Periodic mapping classes of the genus two orientable surface Please, any information on the periodic mapping classes of the genus two orientable surface, $O_2$, will be greatly thanked. We had been studying the topological structure of 3d surface bundles and reintrepreting them as a circle bundles over orbifolds. 
In the http://web.archive.org/web/20070316045651/http://www.smm.org.mx/SMMP/html/modules/Publicaciones/AM/Cm/35/artExp08.pdf -work you would like see the cases $O_1$, among $N_1$ and $N_2$, solved.

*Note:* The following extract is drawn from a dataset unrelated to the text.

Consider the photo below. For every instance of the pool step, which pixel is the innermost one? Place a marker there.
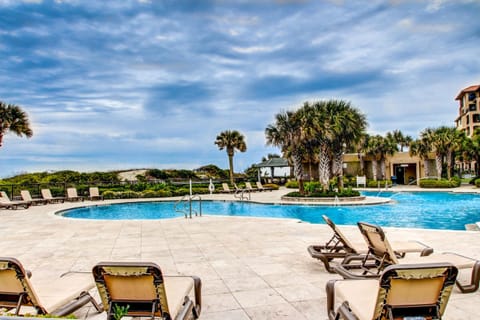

Any feedback on the results and conjectures, some of them obviously false, will bring a lot of happiness :) 
 A: If you want to enumerate the finite-order automorphisms (up to conjugacy) I suggest the following exercise.  The associated 3-manifold is Seifert fibred.  So determine how the genus 2 surface is sitting in the Seifert manifold (horizontal incompressible surface).  

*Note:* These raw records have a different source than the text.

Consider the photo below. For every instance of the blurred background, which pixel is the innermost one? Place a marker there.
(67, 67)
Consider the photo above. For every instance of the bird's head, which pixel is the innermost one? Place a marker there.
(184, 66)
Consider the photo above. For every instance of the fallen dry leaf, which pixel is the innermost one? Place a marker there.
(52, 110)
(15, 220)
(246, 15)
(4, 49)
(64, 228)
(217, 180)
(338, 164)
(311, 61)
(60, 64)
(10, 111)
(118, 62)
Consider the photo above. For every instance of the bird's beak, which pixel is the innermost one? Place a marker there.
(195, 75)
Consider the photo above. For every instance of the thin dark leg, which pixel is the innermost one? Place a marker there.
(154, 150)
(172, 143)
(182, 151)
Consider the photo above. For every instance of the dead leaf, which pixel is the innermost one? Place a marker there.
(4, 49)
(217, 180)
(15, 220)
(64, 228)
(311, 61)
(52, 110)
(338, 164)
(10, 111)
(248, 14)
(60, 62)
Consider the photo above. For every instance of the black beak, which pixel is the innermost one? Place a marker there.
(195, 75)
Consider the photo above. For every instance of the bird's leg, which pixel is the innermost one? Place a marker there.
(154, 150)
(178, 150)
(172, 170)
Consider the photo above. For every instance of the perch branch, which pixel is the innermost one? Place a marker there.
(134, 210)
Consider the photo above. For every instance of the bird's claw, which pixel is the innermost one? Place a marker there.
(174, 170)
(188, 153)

This will give you a formula relating the various branch points of the monodromy to the Seifert data.  Moreover, you should be able to go back-and-forth between the description of the Seifert-fibred space (unnormalized Seifert data, fibred over a genus 0, 1 or 2 surface) and the monodromy of the surface.   So the classification of Seifert-fibred spaces basically gives you a dictionary for walking-through the finite-order automorphisms of a mapping class group. 
A: In the paper listed below there is a calculation of all the finite group actions on a genus 2 surface.  There are 20 of them, with the groups ranging from order 2 to order 48.  Nine of the actions are of cyclic groups, of orders 2,2,3,4,5,6,6,8,10 respectively. The paper also does the genus 3 case.  The techniques are mostly algebraic.  It is an interesting exercise to try to find nice geometric pictures of all the actions.
S.A.Broughton, Classifying finite group actions on surfaces of low genus, J.Pure Appl.Alg. 69 (1991), 233-270.